Une nouvelle opération d’expulsions a lieu à Notre-Dame-des-Landes. Il semble qu’expulser des zadistes soit la priorité du gouvernement…


Il y a donc une deuxième intervention en cours sur la ZAD de Notre-Dame-des-Landes. Ce qui semble le plus important au gouvernement français, c’est donc d’aller rétablir « l’Etat de droit » en mobilisant à nouveau la gendarmerie, ses hélicoptères, ses grenades (11 000 lors de la première intervention !) comme la GLIF4 assourdissante ou les grenades de désencerclement DMP, nos gendarmes mobiles étant la seule force de maintien de l’ordre à les utiliser en Europe, à cause des trop grands dangers qu’elles entraînent.

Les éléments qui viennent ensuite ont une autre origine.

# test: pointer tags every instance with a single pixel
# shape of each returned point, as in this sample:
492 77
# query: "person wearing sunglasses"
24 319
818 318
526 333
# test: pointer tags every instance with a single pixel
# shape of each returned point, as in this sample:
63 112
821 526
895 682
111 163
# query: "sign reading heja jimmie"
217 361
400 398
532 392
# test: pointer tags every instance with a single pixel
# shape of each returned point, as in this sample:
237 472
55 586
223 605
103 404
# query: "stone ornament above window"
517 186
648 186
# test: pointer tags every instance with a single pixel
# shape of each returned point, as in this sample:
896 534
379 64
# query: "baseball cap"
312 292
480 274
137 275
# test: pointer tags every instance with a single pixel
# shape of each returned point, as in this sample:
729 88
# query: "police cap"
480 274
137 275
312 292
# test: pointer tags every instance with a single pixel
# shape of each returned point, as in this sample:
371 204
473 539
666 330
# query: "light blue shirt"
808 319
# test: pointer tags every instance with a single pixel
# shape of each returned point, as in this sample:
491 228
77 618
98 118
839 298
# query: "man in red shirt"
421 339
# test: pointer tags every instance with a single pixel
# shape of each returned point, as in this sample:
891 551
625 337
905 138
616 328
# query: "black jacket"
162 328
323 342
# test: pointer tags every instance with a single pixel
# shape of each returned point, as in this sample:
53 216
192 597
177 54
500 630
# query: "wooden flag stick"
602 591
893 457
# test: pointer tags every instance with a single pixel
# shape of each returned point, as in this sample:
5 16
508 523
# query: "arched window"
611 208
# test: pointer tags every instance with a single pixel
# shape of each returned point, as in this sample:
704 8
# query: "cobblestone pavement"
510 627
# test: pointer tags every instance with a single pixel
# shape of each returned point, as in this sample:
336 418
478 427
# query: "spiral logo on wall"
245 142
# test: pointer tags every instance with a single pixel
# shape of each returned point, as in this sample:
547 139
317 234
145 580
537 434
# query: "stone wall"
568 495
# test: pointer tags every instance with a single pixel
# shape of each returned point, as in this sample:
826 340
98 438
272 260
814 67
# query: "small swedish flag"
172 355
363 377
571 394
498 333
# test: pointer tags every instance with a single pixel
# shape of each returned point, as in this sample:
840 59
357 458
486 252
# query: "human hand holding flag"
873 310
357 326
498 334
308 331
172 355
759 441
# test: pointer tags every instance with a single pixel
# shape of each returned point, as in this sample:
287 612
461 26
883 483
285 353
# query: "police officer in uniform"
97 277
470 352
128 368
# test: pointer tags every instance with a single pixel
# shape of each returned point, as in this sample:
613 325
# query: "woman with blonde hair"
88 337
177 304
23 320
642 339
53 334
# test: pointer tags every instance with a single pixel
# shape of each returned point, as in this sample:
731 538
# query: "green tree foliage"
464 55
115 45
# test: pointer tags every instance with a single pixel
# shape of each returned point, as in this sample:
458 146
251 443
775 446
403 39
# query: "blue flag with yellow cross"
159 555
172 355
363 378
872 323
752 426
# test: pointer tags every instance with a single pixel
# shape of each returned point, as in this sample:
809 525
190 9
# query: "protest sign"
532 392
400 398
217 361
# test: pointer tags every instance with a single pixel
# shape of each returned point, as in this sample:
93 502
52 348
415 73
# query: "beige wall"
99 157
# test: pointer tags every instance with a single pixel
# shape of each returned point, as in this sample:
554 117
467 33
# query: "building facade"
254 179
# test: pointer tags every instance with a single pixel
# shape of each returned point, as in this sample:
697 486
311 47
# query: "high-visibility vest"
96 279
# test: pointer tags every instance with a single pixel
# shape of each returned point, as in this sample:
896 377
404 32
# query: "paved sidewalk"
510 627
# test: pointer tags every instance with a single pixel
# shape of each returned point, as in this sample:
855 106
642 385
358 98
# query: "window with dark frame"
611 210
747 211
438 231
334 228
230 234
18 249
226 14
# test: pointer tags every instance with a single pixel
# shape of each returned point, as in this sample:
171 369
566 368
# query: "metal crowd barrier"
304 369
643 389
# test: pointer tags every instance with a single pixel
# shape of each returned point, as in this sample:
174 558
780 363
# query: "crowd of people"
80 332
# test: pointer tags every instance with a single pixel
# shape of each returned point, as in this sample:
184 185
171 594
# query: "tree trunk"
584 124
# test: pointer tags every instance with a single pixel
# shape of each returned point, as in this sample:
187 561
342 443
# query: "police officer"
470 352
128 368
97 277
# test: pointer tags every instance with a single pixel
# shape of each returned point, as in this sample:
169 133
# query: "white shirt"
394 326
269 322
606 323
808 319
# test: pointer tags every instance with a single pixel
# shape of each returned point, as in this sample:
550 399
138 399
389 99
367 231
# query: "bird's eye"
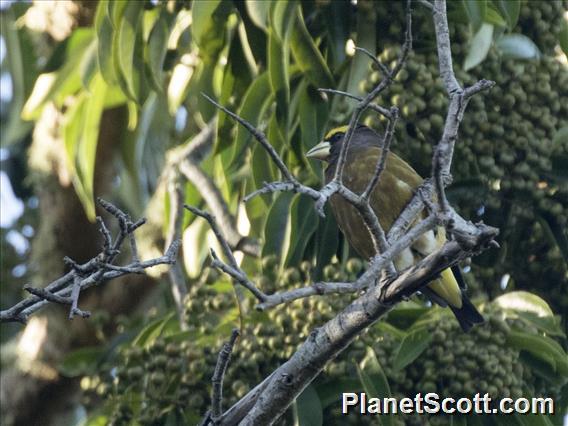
336 137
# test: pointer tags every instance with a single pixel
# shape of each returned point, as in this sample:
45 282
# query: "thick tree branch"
269 400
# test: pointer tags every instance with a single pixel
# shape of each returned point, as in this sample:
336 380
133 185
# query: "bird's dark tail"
467 315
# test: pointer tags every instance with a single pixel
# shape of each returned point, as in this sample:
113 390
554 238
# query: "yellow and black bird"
394 190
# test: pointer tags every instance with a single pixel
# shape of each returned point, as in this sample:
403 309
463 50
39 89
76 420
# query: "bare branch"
259 136
219 374
377 108
176 195
232 269
66 290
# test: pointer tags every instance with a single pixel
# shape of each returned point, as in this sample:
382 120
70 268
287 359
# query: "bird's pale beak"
320 151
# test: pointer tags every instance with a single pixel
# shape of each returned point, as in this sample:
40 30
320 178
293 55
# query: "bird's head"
328 150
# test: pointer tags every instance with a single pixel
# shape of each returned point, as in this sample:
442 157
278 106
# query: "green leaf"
374 381
479 47
157 48
73 123
19 55
327 240
413 344
541 347
88 65
550 326
202 19
262 170
475 10
258 11
105 30
278 53
533 419
283 14
313 112
307 55
524 301
303 223
124 46
254 103
555 232
237 78
276 225
57 86
81 361
330 391
517 46
492 16
367 38
87 148
338 32
509 10
152 331
563 37
308 409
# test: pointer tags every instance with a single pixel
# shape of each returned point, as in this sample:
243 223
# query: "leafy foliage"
265 60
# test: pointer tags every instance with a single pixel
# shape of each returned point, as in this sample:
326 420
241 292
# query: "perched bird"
394 190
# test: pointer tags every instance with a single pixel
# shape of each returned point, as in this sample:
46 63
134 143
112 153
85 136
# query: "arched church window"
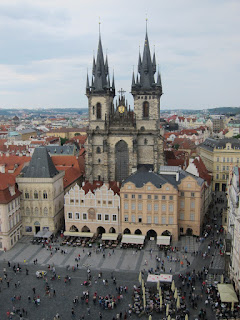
98 150
145 109
99 111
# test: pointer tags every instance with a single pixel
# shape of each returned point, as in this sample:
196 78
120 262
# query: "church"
121 140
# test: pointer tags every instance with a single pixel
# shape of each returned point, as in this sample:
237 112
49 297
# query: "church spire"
146 69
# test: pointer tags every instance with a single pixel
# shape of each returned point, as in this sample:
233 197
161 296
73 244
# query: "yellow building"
218 156
42 198
169 203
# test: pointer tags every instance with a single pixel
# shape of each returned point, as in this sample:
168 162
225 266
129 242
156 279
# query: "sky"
47 46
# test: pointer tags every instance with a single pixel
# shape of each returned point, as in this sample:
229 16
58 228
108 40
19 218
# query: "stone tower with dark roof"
119 139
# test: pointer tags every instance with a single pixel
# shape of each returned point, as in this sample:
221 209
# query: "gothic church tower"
121 140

Le gouvernement sépare le bon paysan des vilains punks

On peut s’attendre donc à de nouveaux affrontements. On remarquera tout de même que toutes les légendes urbaines, si je puis dire pour parler du bocage, qui ont couru sur des zadistes surentraînés équipés de boules de pétanques avec des lames de rasoirs ou ayant parsemé le terrain de chausse-trappes cruelles dignes du Viêt-Cong ont fait long feu. Mais enfin, en ces temps médiatiques, un mensonge répété dix fois devient une vérité : tous les zadistes sont crasseux, pouilleux, hargneux et d’ailleurs les vrais paysans sur place ne les aiment pas.

A lire aussi: Notre-Dame-des-Landes: les derniers zadistes voulaient casser du gendarme

C’est toute la stratégie du pouvoir, dans cette deuxième intervention : séparer le bon grain de l’ivraie, le bon grain des paysans historiques de l’ivraie des glandeurs patentés, de séparer ceux qui ont déposé des demandes individuelles de régularisation (mais signées collectivement…) auprès de la préfecture de ceux qui ne proposent que des lieux de vie parmi lesquels, par exemple, une bibliothèque de 2000 volumes où nombre d’écrivains sont venus rencontrer des lecteurs. Des paysans et des punks à chiens qui savent lire ? Non, vous êtes sûr ?

Qui est-ce que ça gêne ?

Ce qui me surprend dans cette histoire, c’est cet acharnement du pouvoir sur la ZAD. On pourrait penser qu’il y a plus urgent que de mobiliser autant de monde alors que d’autres menaces, bien concrètes, pèsent sur notre société et que l’on n’est pas à l’abri d’un regain du terrorisme quand on voit comment en quelques jours la situation internationale est devenue explosive, bien plus explosive qu’un éventuel cocktail Molotov lancé depuis une barricade en flammes, quelque part dans l’Ouest… Parce que n’oublions pas que les zadistes ne font que se défendre. Ils ne demandent rien sinon expérimenter d’autres manières de vivre et de produire, répétons-le. Encore une fois, qui est-ce que ça gêne ?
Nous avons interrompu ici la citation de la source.